Iran Uses Video Games To Spread Propaganda
The Iranian government released a video game on the second martyrdom anniversary of commander Qasem Soleimani in 2022.
The title is “Commander of the Resistance: Amerli Battle,” and it is a first-person shooter set in Iraq.
It lets you play as Soleimani fighting Islamic State militants laying siege to a town based on a real-life event in 2014.
How does the government describe its video game?
The Tehran Times is the “Islamic Republic of Iran’s first English daily newspaper,” and it shared a few details about the government-sponsored video game.
The news outlet says Monadian Media produced the game.
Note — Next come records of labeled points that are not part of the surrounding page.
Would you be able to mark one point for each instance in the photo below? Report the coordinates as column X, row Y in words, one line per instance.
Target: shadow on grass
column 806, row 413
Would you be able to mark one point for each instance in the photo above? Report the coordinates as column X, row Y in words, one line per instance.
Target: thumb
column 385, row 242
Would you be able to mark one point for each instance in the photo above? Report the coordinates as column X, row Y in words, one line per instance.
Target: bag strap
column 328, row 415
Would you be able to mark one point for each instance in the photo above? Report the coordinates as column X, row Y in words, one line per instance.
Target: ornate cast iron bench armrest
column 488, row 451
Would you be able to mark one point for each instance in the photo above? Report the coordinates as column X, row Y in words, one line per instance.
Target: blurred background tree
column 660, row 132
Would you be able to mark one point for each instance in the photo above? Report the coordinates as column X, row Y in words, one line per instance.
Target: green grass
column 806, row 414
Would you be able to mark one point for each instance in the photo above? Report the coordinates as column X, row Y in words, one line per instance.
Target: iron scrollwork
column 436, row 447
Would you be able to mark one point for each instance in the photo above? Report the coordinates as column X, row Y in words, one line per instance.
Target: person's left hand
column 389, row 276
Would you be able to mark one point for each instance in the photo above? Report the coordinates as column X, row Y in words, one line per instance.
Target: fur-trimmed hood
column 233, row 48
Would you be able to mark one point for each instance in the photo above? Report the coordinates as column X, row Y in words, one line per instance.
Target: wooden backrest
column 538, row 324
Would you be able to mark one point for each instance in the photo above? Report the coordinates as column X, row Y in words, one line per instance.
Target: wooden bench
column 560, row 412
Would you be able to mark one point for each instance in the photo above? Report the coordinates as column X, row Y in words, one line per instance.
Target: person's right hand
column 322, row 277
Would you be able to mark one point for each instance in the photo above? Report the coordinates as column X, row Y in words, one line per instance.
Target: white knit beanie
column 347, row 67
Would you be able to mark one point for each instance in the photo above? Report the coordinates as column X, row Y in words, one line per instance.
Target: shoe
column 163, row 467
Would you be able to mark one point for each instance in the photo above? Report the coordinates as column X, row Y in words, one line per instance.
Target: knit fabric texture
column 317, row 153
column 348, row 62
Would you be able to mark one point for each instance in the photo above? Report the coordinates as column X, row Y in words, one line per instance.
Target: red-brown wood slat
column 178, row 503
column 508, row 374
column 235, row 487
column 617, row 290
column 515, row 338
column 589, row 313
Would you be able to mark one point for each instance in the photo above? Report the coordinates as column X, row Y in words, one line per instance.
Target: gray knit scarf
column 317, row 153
It is an institute of the Basij Cyberspace Organization specializing in games and animations.
Its director Moslem Moein allegedly shared a few words about “Commander of the Resistance: Amerli Battle” during Qasam Soleimani’s anniversary ceremony.
Moein said, “specialized production of computer games is in line with the country’s policy to use the great potentials of cyberspace.”
“The Islamic Revolution’s general strategy is defensive, and in this game, we are promoting our defensive strategy,” he added.
Also, The Tehran Times reminded readers of General Soleimani’s key role in breaking the 89-day siege of the northern Iraqi town of Amerli.
The state news outlet said he “has become the subject of several computer games and films,” That includes “Commander of the Resistance: Amerli Battle.”
What did an anonymous developer say about the game?
Wired also reported on the state-sponsored first-person shooter video game.
The outlet said, “the Islamic Republic has increasingly invested in producing video games, in the hope that it can use them to influence young people.”
Moreover, Wired said the game’s narrative allegedly portrays domestic opponents like the Woman, Life, Freedom movement as sectarian extremists.
Meanwhile, the news website claims “Commander of the Resistance: Amerli Battle” depicts Qasem Soleimani in a positive light.
The United States declared him a terrorist and accused him of human rights abuses and extrajudicial killings in Iraq, Syria, and Iran.
He died in a US drone strike in January 2020. Also, Wired shared an interview with one of the game’s developers under the pseudonym “Ali.”
Ali said, “Propaganda games [show how] the regime wants the youth to think. Modern games showcase the weakness that the government feels.”
“In the Soleimani game, you do not dare to play as him because you might fail and die, but General Qasim Soleimani never does.”
“This picture is in sharp contrast with how the majority of Iranians feel about him, but the state wants to change that by using video games.”
Other video games from the Iranian government
The Islamic Republic shaped the Iranian video game industry instead of banning developers. It launched the Iran Computer and Video Games Foundation, or IRCG, in 2007.
Wired said the organization provided financial support to game developers as long as they did not violate the state’s ideologies.
The news outlet reported Mahdi Jafari Jozani is the leader of propaganda games development and was behind the development of “Commander of the Resistance: Amerli Battle.”
Yet, he had another major video game in 2020. He released Safir-e-Eshgh, a game set in a civil war called the Second Fitna that promoted hardcore Shia doctrine.
The game and its sequel allegedly presented a revisionist view of the country’s history. Wired said it describes Iran as a Shiite theocracy surrounded by enemies.
Iranian game developers are fighting back
900 members of Iran’s National Library have written an open letter demanding the reinstatement of female employees who were suspended for their alleged inappropriate hijab (Source: Emtedad newspaper).
Since Iran's 1979 revolution, all women and teen girls in Iran have been… https://t.co/Hy6BHeOaad pic.twitter.com/DoFVrZsBB3
— IranHumanRights.org (@ICHRI) March 2, 2023
The death of Mahsa Amini in the hands of the Iranian government’s morality police sparked widespread protests.
It inspired game developers in the country to speak against the regime. For example, Emad Rahmani, the director of Safir-e-Eshgh, tweeted about his outrage:
“Damn traditionalism, damn extremism, half of our lives have passed, and still we can feel our stolen identity.”
“I can see it in the cries of people around me and in the goodbyes of friends who fled the country.”
Later, people close to Rahmani said he made his social media accounts private and went into hiding.
An indie developer under the pseudonym Kurosh and his wife joined the Iran protests. “This is not how human beings should be treated,” he said.
Wired said he was planning to leave the country because it is becoming more difficult to continue making video games.
“I love Iran. I have always loved Iran,” he declared, “However, I cannot continue living like this.”